Saudi woman gets out of car
Saudi woman gets out of carAFP photo

For the first time in Saudi Arabia, a woman has been named editor-in-chief of a daily newspaper published in the kingdom, The Associated Press (AP) reported on Sunday.

According to the report, the English-language Saudi Gazette announced on its website that Somayya Jabarti will take the helm at the newspaper.

Her predecessor Khaled Almaeena wrote on Sunday that Jabarti has worked with him for almost 13 years and is a determined and dedicated journalist.

He wrote in the Saudi Gazette that "it was not a question of gender but of merit that decided and earned her this opportunity."

Jabarti was formerly deputy editor-in-chief at the newspaper she now leads.

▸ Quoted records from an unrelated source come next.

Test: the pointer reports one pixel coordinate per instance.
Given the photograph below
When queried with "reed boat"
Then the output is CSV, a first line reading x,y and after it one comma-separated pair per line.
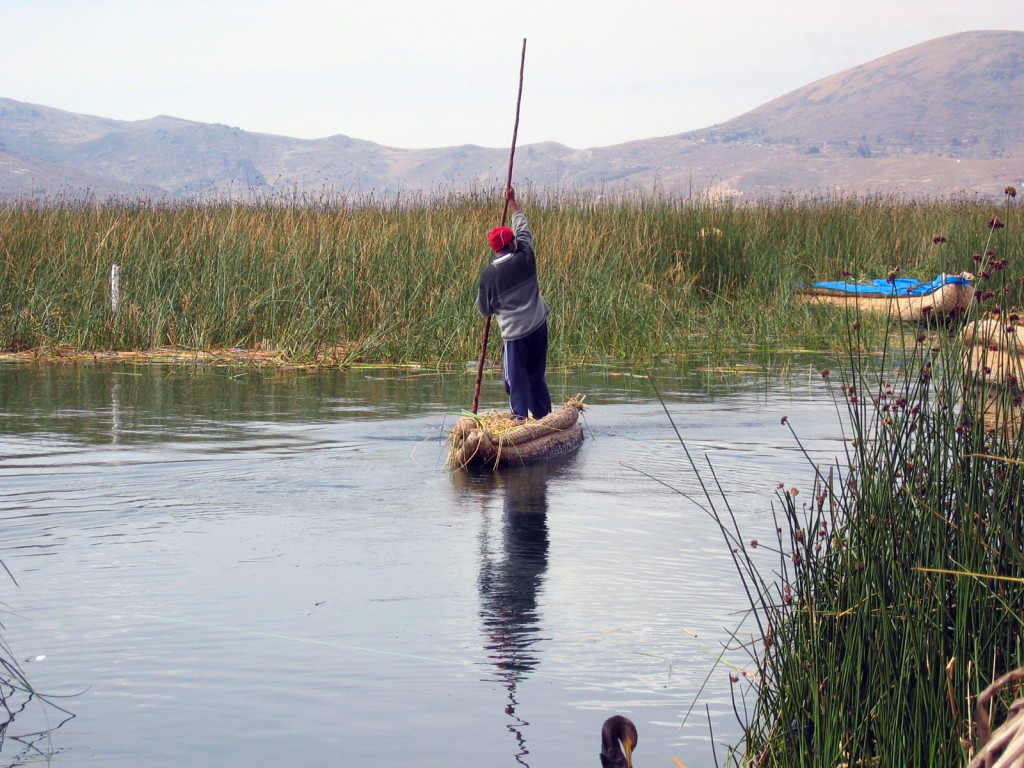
x,y
495,440
943,298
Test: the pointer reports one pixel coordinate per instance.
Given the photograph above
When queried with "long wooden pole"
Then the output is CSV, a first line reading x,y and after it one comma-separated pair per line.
x,y
505,213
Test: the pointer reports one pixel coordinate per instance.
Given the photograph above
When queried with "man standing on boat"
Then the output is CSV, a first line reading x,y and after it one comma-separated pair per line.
x,y
509,291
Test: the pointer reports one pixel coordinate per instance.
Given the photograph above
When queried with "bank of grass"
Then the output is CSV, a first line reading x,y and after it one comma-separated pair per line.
x,y
893,594
383,282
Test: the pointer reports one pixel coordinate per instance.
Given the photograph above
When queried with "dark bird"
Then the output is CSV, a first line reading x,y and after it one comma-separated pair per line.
x,y
619,739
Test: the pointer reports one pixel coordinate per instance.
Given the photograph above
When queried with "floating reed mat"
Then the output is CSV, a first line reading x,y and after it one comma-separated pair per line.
x,y
994,349
1003,748
496,439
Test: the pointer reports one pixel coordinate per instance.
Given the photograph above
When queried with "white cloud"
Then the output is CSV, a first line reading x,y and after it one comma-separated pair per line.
x,y
411,74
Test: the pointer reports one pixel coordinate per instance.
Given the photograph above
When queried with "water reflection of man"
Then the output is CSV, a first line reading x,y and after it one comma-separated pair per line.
x,y
510,583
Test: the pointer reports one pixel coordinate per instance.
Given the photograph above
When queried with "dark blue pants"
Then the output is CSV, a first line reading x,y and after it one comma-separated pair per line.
x,y
525,366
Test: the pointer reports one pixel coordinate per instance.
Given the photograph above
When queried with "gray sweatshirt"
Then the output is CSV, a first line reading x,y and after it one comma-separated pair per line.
x,y
509,289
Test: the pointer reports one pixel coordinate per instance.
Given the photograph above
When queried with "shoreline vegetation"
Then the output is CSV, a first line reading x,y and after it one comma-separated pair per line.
x,y
893,594
303,284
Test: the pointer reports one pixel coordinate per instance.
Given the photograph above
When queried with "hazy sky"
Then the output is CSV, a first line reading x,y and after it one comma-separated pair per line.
x,y
425,74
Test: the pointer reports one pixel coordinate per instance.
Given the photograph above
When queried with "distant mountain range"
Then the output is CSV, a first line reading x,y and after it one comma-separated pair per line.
x,y
939,119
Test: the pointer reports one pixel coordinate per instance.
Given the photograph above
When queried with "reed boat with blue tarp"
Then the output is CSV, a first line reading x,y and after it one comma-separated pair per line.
x,y
939,300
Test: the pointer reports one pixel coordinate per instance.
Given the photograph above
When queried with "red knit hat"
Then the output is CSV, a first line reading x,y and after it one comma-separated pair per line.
x,y
500,237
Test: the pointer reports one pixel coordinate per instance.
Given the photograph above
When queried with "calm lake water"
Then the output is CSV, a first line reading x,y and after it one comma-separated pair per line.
x,y
228,568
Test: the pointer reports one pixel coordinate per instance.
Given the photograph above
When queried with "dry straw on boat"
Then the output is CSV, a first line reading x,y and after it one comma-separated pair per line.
x,y
495,439
1003,748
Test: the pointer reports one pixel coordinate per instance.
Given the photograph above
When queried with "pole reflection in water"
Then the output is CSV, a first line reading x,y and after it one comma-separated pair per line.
x,y
511,577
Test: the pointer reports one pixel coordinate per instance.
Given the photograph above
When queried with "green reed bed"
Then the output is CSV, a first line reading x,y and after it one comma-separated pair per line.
x,y
894,592
394,282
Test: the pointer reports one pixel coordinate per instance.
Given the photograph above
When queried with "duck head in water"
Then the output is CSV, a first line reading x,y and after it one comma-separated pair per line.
x,y
619,738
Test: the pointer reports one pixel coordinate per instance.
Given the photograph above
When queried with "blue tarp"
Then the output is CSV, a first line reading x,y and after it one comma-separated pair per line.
x,y
899,287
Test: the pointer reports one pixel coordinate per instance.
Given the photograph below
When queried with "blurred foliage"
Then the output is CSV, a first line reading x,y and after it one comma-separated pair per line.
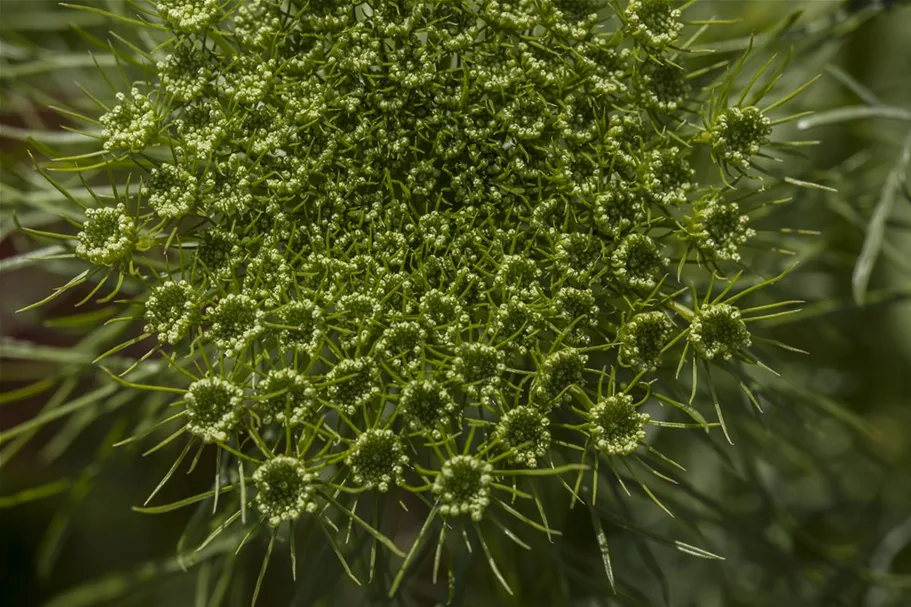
x,y
809,507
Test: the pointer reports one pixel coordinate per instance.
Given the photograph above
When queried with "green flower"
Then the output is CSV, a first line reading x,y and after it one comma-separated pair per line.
x,y
108,236
132,123
285,490
463,487
616,428
214,408
718,330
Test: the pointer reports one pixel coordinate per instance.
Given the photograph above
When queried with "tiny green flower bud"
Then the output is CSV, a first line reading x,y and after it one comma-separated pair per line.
x,y
427,405
719,229
108,236
525,431
637,263
739,134
653,23
616,427
307,317
718,330
285,490
377,459
463,487
131,124
171,310
642,338
559,371
188,16
289,397
214,408
353,382
236,321
172,191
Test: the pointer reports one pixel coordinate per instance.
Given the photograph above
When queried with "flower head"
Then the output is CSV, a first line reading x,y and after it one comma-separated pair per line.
x,y
171,310
285,490
463,486
214,407
718,330
616,427
108,236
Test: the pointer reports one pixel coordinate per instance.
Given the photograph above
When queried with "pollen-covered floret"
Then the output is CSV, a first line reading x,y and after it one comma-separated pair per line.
x,y
219,251
663,86
268,276
285,490
377,459
172,191
719,330
559,371
616,427
171,310
108,236
653,23
307,318
463,486
665,177
619,208
131,124
402,340
214,407
524,431
288,397
236,321
739,134
185,73
188,16
353,382
637,262
642,338
202,127
477,365
427,405
719,229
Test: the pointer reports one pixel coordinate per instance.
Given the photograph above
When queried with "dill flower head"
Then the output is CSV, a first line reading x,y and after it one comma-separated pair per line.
x,y
214,407
616,428
524,431
108,236
171,309
377,459
463,486
131,124
739,134
718,330
285,490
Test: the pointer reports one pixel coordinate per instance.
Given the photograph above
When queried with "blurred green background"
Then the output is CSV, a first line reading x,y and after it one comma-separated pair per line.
x,y
812,507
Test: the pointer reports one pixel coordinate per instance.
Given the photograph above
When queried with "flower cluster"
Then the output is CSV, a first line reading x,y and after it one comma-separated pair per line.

While a woman being appointed an editor of a newspaper would not make news in most modern countries, Saudi Arabia, with its religious police enforcing Sharia law, has a far from stellar record on women's rights. Indeed, women are forbidden from driving.

A long-standing campaign aimed at getting the Saudi Arabian driving ban lifted has urged women to defy the ban. In past situations where women were caught driving, their male relatives were asked to sign statements saying they would not allow the women to drive again.

Many women have driven since the campaign was launched in 2011, some of them have posted videos of them doing so, and many have been arrested and forced to sign a pledge that they will never drive again.

The news of the first female newspaper editor in the kingdom follows an announcement about the first female lawyer in Saudi Arabia last month.

Bayan Zaharan, the daughter of a Saudi businessman, became Saudi Arabia's first female lawyer thanks to a royal decree, which has begun opening up the profession to women.